И тут, как будто услышав наше перешептывание, невесть откуда материализовался тюремщик.
– Эй вы, безденежные léperos, а ну выметайтесь. Лучшая комната в этой прекрасной гостинице зарезервирована для другого гостя.
В алькове и впрямь поселился новый заключенный, здоровенный метис-лавочник, угодивший сюда за какие-то махинации с налогами. В отличие от мятежного писаки-слюнтяя запугать этого малого было не так-то просто, я даже не стал и пытаться. Так что пришлось нам с Лизарди покинуть уютный закуток и обосноваться у стенки, привалившись к ней спинами.
Лизарди застонал, обхватив голову руками.
– Какой позор, – причитал он. – Я, чистокровный испанец, получивший образование в университете, вынужден жить в гнусных условиях, среди жалких léperos.
Я влепил ему подзатыльник.
– Если еще раз оскорбишь меня, я обмакну твою голову в ведро с дерьмом.
Правда, сказано это было больше для виду, на самом деле я не злился на Хосе. К моему удивлению, он оказался в своем роде отважным человеком, хотя стойкость его проявлялась лишь в верности идеалам, а вот всякого рода физических тягот он страшился пуще изнеженной собачонки. Мне это сочетание храбрости и трусости было в диковину, тем паче что при всей моей несомненной мужественности у меня самого напрочь отсутствовали какие-либо идеи, философские взгляды или политические убеждения. Я действовал исходя из требований момента, всегда жил исключительно сегодняшним днем, брал то, что меня привлекало, и отбрасывал все, меня не интересовавшее. В частности, меня совершенно не занимали такие материи, как религия или политика, управление колониями и божественное право королей. Лизарди, скажем, мог часами распинаться о том, действительно ли Папа является наместником Бога на Земле, а мне это было безразлично – как раньше, до встречи с ним, так и теперь.
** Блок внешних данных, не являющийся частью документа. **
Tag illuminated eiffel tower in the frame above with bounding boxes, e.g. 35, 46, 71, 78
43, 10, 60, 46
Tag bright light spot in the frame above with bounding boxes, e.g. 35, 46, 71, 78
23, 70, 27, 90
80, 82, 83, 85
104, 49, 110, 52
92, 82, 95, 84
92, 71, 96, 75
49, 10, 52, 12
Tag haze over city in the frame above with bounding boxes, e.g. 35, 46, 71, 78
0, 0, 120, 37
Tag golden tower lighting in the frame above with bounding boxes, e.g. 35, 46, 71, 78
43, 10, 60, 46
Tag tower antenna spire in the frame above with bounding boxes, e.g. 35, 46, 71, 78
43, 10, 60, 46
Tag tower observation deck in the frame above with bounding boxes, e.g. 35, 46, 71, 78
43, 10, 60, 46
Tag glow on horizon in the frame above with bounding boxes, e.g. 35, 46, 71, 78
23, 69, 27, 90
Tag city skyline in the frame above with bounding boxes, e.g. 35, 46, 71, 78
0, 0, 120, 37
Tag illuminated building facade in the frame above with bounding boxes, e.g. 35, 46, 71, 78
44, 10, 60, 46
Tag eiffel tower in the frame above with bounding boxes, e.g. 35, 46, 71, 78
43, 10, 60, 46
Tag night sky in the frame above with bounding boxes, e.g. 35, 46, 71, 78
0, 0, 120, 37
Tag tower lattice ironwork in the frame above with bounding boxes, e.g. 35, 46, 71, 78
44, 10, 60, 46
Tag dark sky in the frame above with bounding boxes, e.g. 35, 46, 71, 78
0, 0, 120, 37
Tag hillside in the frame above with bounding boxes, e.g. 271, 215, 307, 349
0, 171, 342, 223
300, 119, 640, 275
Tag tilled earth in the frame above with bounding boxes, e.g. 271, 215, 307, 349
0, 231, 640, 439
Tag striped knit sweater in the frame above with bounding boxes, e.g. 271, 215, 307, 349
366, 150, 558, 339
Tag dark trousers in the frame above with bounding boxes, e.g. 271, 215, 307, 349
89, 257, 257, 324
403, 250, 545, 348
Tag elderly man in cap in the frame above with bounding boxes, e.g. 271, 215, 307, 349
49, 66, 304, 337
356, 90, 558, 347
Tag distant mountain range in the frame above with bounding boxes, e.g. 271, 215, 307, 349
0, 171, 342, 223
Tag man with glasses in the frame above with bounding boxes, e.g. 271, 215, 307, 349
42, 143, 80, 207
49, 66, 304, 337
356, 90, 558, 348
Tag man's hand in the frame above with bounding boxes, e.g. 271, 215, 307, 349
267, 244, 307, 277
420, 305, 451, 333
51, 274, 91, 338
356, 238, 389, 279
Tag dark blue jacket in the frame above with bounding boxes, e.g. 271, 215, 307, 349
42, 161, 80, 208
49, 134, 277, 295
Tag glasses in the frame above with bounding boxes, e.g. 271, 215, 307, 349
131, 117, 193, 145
Заразить меня своими идеями Хосе не удалось, я по-прежнему ни во что не верил.
Мой товарищ дремал, когда ввалился тюремщик и велел нам собираться на дорожные работы.
– Это еще что за новости? – спросил меня Лизарди. – Что мы будем там делать?
– Вкалывать, как рабочий скот. Тюремные власти сдают рабочую силу в аренду подрядчику, который занимается починкой дорог.
– И что, часто мы будем этим заниматься?
Я пожал плечами.
– Меня назначили в первый раз.
– Но я креол! Это неслыханно. Я поговорю со смотрителем тюрьмы.
– Валяй. Чем чаще ты будешь напоминать о себе, тем быстрее тебя отправят на виселицу. И обязательно вздернут тебя, этакого чистокровного белого, на чистой белой веревке. Надеюсь, это послужит тебе утешением.
Стражник сковал мои лодыжки двухфутовыми ножными кандалами, после чего такие же оковы надели и на Лизарди. Остальные заключенные подобной чести не удостоились: задержанные за пьянство или драки, они все равно не удрали бы дальше ближайшей пулькерии.